Posted by Kirk Rense on May 16, 2003 at 3:26 PM (Cont’d.) This is
why Bush is disassembling democracy --it’s in his way. But back to these
angry commentators. They believe the individual is paramount, that laws to
protect the weaker (such as taxes, anti-trust rules, prohibitions on using
political power to amass personal wealth, and the like) are dead wrong and
violate what is at the core of human nature. Ask them. They’ll admit it.
They applaud the beast within, and think it should be given free rein.
Ultimately, I suppose, all questions central to humanity boil down to this
eternal death-struggle between that most delicate human intellectual
construct—that decency, equality and respect must be paramount—and the
most adamantine and brutish human compulsion—raw imposition of individual
will and desire. That these forces are always at war within each of us
would be classically tragic, if it weren’t so hilariously ironic. We alone
of all sentient creatures possess the tools to understand our innate
brutality, but not the emotional will to overcome it.

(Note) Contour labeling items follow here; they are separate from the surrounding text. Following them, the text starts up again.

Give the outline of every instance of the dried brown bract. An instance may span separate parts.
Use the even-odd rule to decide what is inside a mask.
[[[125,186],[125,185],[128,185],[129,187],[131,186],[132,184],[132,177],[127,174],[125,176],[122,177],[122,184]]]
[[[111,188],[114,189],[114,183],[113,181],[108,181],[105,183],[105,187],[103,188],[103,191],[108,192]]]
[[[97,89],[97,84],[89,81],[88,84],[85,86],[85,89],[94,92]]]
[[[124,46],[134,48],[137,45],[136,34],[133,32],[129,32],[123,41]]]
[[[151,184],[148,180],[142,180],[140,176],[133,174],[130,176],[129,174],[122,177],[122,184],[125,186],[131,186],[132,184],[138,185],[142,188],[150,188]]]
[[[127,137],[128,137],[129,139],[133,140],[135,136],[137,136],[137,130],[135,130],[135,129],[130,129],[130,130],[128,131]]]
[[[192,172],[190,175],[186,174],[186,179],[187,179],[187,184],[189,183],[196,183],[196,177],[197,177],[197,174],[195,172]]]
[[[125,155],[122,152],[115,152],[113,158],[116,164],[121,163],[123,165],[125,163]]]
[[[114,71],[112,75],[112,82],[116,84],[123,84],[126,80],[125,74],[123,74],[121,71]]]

Posted by Kirk Rense on May 16, 2003 at 3:27 PM Kirk
“They applaud the beast within, and think it should be given free rein.”This better describes so called liberals who think that the 60’s brought only freedom and good. If it feels good, do it.
Gotta fight that repression. Don’t trust anyone over 30.
Posted by Jim on May 16, 2003 at 3:52 PM Kirk: that laws to
protect the weaker (such as taxes, anti-trust rules,Taxes protect the weaker? That’s a good one.
As far as anti-trust, I feel much safer now that Microsoft was put through the ringer. Too bad all those working class people with Microsoft stock in their 401K’s had to take it in the shorts.
Well, I guess to make an omelet you have to break some eggs.
Posted by Jim on May 16, 2003 at 4:06 PM I find it amusing that the “conservatives” in the crowd never bless us with an e mail address. I also find it amusing that “conservatives” never conserve ANYTHING. We now have a “conservative” dictator (no, he didn’t win the election-his brother bought him that) who thumbs his nose at the world, defies the U.N., beats up on the snotty nosed playground kid (Iraq, repubblikkans) whilst turning his back on the big, mean bully with the third largest armed forces in the world (N. Korea, repubblikkans), and ruining our economic infrastructure. Now, he’s after oil in our last, greatest unspoiled haven. He’s the antichrist. Wake up, America!
Posted by drew f hines on May 16, 2003 at 4:14 PM As far as I can tell, Kirk seems to think that America and private business intend to harm all of the people who fall under business’s sphere of influence. Using this reasoning, the best places to live would be countries that have very few business dealings with America , such as Myanmar or Zimbabwe. On the other hand, the countries that are most exploited by American business are Canada, Germany, Japan, etc…
Similarly, Mr Vonneguts analysis of the Mexican American War fails to address whether California and other western states are better off as part of the U.S. rather than Mexico, which had its own Civil War, was successfully invaded by France, had a 20th century revolution, and then was ruled by a one-party political system for most of the last century.
Posted by DaveC on May 16, 2003 at 4:43 PM Our heads are round so our thinking can change direction—Francis Picabia.
I’ve found, since 9/11, the above quote more instructive to the world than having stuck to my prior self-delusional Leftist knee-jerkiness.
I’ve read many of Vonnegut’s books several times but couldn’t finish this document for my eyes were sore from rolling. Over and over.